2) Why didn't Petro file challenges against other initiatives that used out-of-state circulators for gathering signatures? -- Issue 1, an initiative dealing with gay marriage, used out-of-state circulators to gather signatures last year, yet Petro took no action against it.
3) Why is Petro trying to knock these particular initiatives off the ballot? -- The RON inititaives collected signatures in the same way as many other initiatives, in a way expressly approved by the past two Secretaries of State.
Also: three of Ohio's biggest law firms are currently representing Ohio First, yet the Ohio First spokespeople have insisted the group hasn't solicited or raised a nickel. Who is paying for all these lawyers? And if no one is, why are these firms providing free representation to the group?
Petro's campaign finance and the special counsel contracts doled out to the law firms representing Ohio First may offer an answer to those questions. Petro has raised at least $140,000 from those law firms over the course of his career. The law firms have received some $10 million in special counsel contracts from the Attorney General's office during Petro's tenure there. Throw in the upcoming 2006 gubernatorial election, in which Petro, Blackwell, and State Auditor Betty Montgomery are the leading candidates for the GOP nomination, and a picture begins to take form.

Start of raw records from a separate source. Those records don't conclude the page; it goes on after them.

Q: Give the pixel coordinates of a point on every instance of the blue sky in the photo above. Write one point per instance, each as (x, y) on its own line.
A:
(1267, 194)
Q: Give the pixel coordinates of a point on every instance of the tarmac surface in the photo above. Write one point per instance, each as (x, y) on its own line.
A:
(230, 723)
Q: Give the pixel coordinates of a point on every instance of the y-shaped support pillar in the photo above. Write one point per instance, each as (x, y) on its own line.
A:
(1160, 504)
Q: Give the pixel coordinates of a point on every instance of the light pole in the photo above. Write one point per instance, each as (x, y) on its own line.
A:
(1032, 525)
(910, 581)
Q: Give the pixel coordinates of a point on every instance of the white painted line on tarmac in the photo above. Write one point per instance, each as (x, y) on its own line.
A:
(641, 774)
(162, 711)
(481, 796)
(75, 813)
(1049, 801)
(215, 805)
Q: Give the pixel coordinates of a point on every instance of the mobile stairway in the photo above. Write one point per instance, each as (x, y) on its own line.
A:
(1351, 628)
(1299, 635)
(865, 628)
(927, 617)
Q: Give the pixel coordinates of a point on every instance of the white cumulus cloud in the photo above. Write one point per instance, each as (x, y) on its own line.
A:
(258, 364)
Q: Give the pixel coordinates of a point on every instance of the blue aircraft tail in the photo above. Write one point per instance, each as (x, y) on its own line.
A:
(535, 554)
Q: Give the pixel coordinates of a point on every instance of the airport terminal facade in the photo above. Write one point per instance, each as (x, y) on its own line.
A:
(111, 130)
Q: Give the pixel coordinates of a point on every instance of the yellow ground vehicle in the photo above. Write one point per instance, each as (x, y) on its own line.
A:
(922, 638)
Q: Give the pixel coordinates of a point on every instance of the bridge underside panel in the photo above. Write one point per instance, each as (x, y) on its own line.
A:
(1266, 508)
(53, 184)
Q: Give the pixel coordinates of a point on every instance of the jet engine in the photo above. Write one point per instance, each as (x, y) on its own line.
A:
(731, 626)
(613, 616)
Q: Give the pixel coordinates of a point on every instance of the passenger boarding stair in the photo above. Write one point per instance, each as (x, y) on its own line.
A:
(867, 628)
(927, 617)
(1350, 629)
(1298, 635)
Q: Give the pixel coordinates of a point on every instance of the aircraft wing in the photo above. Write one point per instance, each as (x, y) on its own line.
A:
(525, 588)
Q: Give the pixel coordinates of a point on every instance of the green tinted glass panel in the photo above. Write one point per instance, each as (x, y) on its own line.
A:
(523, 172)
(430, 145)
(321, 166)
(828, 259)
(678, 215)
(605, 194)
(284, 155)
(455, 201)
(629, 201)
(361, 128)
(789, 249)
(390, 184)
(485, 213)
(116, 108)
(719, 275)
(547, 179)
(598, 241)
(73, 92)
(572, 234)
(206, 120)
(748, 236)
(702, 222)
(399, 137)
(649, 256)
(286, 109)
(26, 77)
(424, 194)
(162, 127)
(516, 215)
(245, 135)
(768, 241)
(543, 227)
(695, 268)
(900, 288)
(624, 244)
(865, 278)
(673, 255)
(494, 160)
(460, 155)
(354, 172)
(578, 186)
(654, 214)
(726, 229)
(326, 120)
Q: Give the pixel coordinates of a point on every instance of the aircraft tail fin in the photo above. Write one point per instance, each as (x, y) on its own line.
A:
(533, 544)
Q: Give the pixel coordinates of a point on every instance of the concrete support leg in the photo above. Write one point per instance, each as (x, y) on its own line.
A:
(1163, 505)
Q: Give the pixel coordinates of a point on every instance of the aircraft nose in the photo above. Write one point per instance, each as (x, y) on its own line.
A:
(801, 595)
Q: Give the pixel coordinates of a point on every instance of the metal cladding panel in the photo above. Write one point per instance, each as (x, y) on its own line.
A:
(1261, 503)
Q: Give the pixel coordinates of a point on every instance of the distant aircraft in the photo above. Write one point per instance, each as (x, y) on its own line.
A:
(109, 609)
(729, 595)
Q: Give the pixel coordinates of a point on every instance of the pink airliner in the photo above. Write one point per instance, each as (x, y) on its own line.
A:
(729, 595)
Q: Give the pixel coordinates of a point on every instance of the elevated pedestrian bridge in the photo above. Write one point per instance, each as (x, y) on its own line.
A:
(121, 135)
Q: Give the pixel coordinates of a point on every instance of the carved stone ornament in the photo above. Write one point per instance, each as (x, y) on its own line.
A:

Petro gets campaign cash from lawyers, lawyers get special counsel contracts from Petro. Ohio First gets legal counsel from lawyers and an amicus brief from the Attorney General. While Ohio First's backers have not yet been made public, don't be too surprised when they're revealed if a lot of them are also contributors to Mr. Petro.
As powerful, wealthy interests line up against these reform initiatives, it becomes more and more clear that the time is ripe for reform in Ohio.